More than fifteen years of research resulted in the publication of Estudios históricos, climatológicos y patológicos de las islas Canarias. It was initially published in 1876, and was well received in the Canary Islands. However, on 30 April 1876 the Bishop of the Diocese of the Canary Islands, José María Urquinaona y Bidot initiated proceedings for excommunication, due to his agreement with the Society of Anthropology of Paris that defended the theories of Jean-Baptiste Lamarck and Charles Darwin on human origins.

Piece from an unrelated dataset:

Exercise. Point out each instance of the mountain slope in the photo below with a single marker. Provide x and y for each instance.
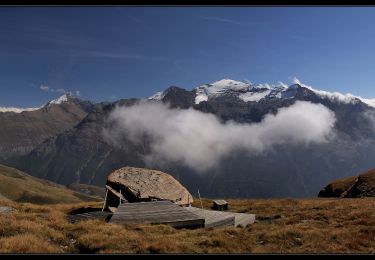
(22, 132)
(21, 187)
(81, 154)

In 1879 a group of intellectuals led by Dr. Gregorio Chil y Naranjo founded the Museo Canario, which was initially based on the third floor of the Las Palmas City Hall. The museum was Chil's most important contribution to the Canary Islands. He retained his ties to this institution all his life, and devoted most of his work to it, occupying the position of director of the institution while his health permitted it.

Gregorio Chil y Naranjo died of heart disease at the age of 70 on 4 July 1901. In his will he declared that, upon the death of his wife, Rosenda Suárez Tascón, the house in which both had resided in the street of the Colegio de Las Palmas would become the headquarters of the Museo Canario.